- Born: Irisalva Constância de Nóbrega Nunes Moita 21 May 1924 Sá da Bandeira, Portuguese Angola
- Died: 13 June 2009 (Aged 85) Lisbon, Portugal
- Occupation(s): Archaeologist and museologist
- Known for: Contribution to the expansion of the Museum of Lisbon
- Parent(s): José Nunes Moita and Justina de Nóbrega

= Irisalva Moita =

Portuguese archaeologist and museologist

Irisalva Moita (1924–2009) was a Portuguese archaeologist and museum conservator and curator.

==Early life==
Irisalva Constância de Nóbrega Nunes Moita was born on 21 May 1924, in Sá da Bandeira (now Lubango), Portuguese Angola. When she was 20 she moved to the Portuguese capital of Lisbon to pursue her studies. There she graduated in 1949 in Historical and Philosophical Sciences.
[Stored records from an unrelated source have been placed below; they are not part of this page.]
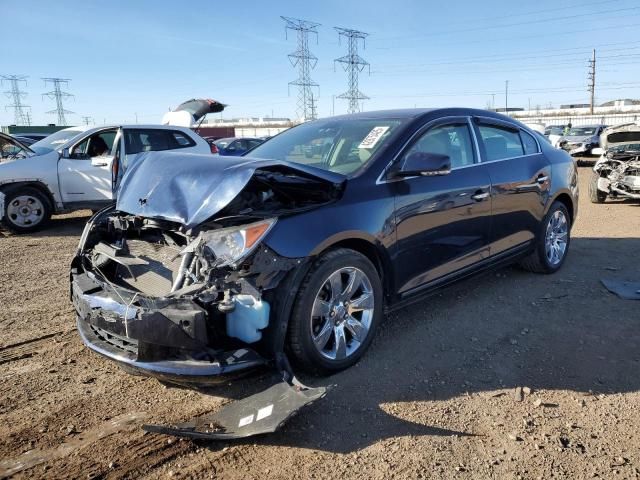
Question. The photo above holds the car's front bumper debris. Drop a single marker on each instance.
(264, 412)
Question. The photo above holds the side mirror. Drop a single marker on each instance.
(425, 164)
(99, 161)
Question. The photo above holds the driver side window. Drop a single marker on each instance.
(451, 140)
(98, 144)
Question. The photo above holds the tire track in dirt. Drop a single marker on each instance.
(27, 348)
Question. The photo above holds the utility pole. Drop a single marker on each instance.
(20, 111)
(506, 97)
(59, 96)
(353, 64)
(592, 81)
(305, 61)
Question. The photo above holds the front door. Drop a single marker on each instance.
(442, 222)
(85, 174)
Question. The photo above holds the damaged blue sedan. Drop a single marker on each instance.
(206, 268)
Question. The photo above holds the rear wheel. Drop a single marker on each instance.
(336, 312)
(595, 195)
(552, 242)
(26, 209)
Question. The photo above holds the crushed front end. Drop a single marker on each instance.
(157, 300)
(177, 281)
(617, 172)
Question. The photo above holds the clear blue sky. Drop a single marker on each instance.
(128, 57)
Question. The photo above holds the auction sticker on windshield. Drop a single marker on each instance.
(373, 137)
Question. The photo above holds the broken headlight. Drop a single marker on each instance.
(231, 245)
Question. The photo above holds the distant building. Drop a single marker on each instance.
(575, 105)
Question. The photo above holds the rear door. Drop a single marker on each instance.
(442, 222)
(520, 178)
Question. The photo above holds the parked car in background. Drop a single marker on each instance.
(554, 133)
(29, 138)
(580, 141)
(12, 148)
(72, 169)
(235, 147)
(617, 173)
(204, 269)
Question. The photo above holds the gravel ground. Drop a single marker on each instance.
(506, 375)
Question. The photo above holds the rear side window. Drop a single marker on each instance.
(500, 143)
(529, 143)
(155, 140)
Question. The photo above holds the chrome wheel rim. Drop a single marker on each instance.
(342, 313)
(556, 237)
(25, 211)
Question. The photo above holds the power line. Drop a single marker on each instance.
(353, 64)
(529, 22)
(592, 80)
(59, 96)
(20, 111)
(305, 61)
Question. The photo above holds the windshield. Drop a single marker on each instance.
(554, 130)
(56, 140)
(336, 145)
(582, 132)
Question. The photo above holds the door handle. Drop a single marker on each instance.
(480, 196)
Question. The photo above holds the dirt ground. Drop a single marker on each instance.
(505, 375)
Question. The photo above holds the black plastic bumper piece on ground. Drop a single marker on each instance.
(264, 412)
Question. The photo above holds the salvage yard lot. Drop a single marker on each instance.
(436, 395)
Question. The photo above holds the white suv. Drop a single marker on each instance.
(59, 174)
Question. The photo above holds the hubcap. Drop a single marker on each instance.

One of her first interests was in archaeology and from the early 1950s, she obtained a research scholarship from the archaeology section of the Instituto de Alta Cultura (High Culture Institute), a body set up by the Ministry of Education of the authoritarian Estado Novo regime to develop and improve artistic culture, scientific research and cultural relations with other countries, as well as to disseminate the Portuguese language and culture. The scholarship would last two decades, with Moita being involved in several archaeological investigations and excavations, beginning with a study of the Portuguese dolmen culture, such as the Dolmen of Cunha Baixa near Viseu and the Dolmen of Carapito I in the Guarda District, as well as other sites in the Alentejo region.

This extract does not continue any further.